(Last Updated on : 01/07/2014)
Kundhei Nata literally means doll dancing. It is the traditional form of puppet dance in Orissa
. This form of dancing stages only two characters representing Lord Krishna
. Jayadeva is credited with writing the famous play Gita Gobinda in the 12th century. It dealt with the themes related to Krishna-Radha that became very popular in Orissa for dramatic presentation. With time Lord Krishna became the ideal of worship and reached its zenith in the sixteenth century. In is during this time that themes centering on Krishna began influencing not only the theatre but also various branches of art and literature. During this time the popular forms of glove and string puppet traditions of Orissa began adopting different legends related to Krishna. During sixteenth century to nineteenth century many short poems, lyrics and long narrative verse were written that were based on Lord Krishna. These were later used in Puppet dancing.
Performance of Kundhei Nata
Kundhei Nata is performed by two persons, the lead puppeteer and a drummer-cum-puppeteer. These performers do not enact on a stage rather they sit on a mat or on the ground and control the puppets in front of the audience. Sometimes even the drummer holds one of the two puppets and occasionally beats one side of the drum with the hand that holds the puppet. It appears as if the puppet is playing the drum. Singing is the main attraction of Kundhei Nata that inculcates humour. Kuratti, Kuravan (a tribal man), and Muttiyamma (grandmother) are the main characters of the play. In Kundhei Nata men enact the roles of women.
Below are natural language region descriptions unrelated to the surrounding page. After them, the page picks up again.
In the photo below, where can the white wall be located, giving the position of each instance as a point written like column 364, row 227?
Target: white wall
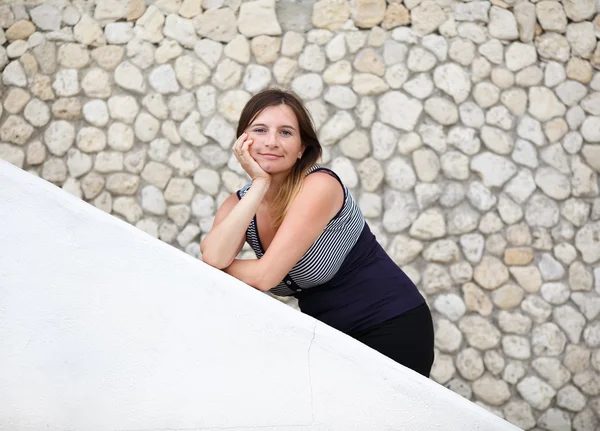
column 103, row 327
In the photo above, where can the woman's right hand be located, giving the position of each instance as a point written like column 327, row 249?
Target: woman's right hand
column 241, row 150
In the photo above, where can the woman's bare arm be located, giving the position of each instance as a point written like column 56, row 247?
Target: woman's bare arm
column 226, row 237
column 317, row 203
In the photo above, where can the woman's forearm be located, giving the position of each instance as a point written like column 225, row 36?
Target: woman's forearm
column 219, row 248
column 250, row 271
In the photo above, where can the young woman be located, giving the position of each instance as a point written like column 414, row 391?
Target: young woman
column 310, row 238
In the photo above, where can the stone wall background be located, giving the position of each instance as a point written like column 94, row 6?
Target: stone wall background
column 469, row 131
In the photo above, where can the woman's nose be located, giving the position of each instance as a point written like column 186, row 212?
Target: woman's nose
column 271, row 140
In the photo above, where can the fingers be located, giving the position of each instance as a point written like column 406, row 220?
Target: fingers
column 246, row 145
column 237, row 146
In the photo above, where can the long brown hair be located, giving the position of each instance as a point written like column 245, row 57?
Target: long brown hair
column 308, row 136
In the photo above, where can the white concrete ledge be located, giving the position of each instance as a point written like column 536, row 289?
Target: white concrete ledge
column 103, row 327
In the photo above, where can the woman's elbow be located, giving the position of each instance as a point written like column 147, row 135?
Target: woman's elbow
column 211, row 260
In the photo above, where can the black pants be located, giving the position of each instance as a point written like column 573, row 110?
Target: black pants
column 407, row 339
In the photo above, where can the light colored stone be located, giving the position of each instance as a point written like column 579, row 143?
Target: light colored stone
column 553, row 46
column 336, row 128
column 181, row 30
column 427, row 17
column 555, row 419
column 238, row 49
column 453, row 80
column 91, row 139
column 88, row 32
column 265, row 48
column 590, row 129
column 581, row 38
column 455, row 165
column 580, row 10
column 130, row 77
column 476, row 300
column 220, row 24
column 442, row 369
column 537, row 393
column 462, row 219
column 520, row 55
column 551, row 16
column 472, row 11
column 59, row 137
column 395, row 15
column 588, row 243
column 553, row 183
column 503, row 24
column 480, row 333
column 503, row 169
column 167, row 51
column 108, row 57
column 447, row 336
column 490, row 273
column 191, row 131
column 371, row 174
column 555, row 293
column 209, row 51
column 552, row 370
column 400, row 211
column 330, row 14
column 399, row 111
column 519, row 412
column 163, row 79
column 514, row 322
column 122, row 184
column 123, row 108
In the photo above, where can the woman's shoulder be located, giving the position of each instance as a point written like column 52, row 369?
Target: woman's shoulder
column 241, row 192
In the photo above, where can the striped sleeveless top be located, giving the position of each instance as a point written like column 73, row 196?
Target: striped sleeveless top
column 324, row 258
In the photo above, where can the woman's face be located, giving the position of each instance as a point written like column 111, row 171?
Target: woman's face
column 276, row 137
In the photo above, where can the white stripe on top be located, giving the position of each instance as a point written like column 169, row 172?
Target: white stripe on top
column 325, row 256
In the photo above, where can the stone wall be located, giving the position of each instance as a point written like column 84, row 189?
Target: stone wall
column 468, row 131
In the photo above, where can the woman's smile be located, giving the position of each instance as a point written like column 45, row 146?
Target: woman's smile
column 270, row 156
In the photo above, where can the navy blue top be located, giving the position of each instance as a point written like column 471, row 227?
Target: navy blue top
column 368, row 289
column 345, row 279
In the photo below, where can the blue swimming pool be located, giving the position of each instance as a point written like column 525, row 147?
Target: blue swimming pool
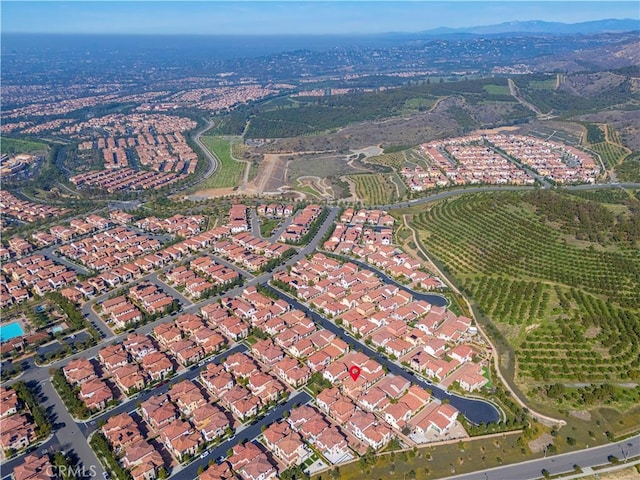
column 9, row 331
The instrumentalists and vocalists who were also a part of the play take their position in the rear. They are usually seen playing instruments like mridangam, drums and kaimani (small cymbals). They inaugurate the play by singing hymns in praise of Lord Ganesha
and Goddess Saraswati
. After their performances two Kurattis make their entrance and assume the roles of spouses of Lord Vishnu and Lord Shiva
. They then enact various gestures of wordy fights through different forms of singing and dancing. During their arguments they find fault with each other's husbands. In the concluding session a third Kuratti pretending to be Goddess Saraswati approaches for their rescue and then makes a comprises between the earlier two Kuratti. Later a Kuravan makes his entrance and displays many acrobatic acts that include rope dancing and musical plays. As a final act his old mother dances thus providing wholesome entertainment to the audience.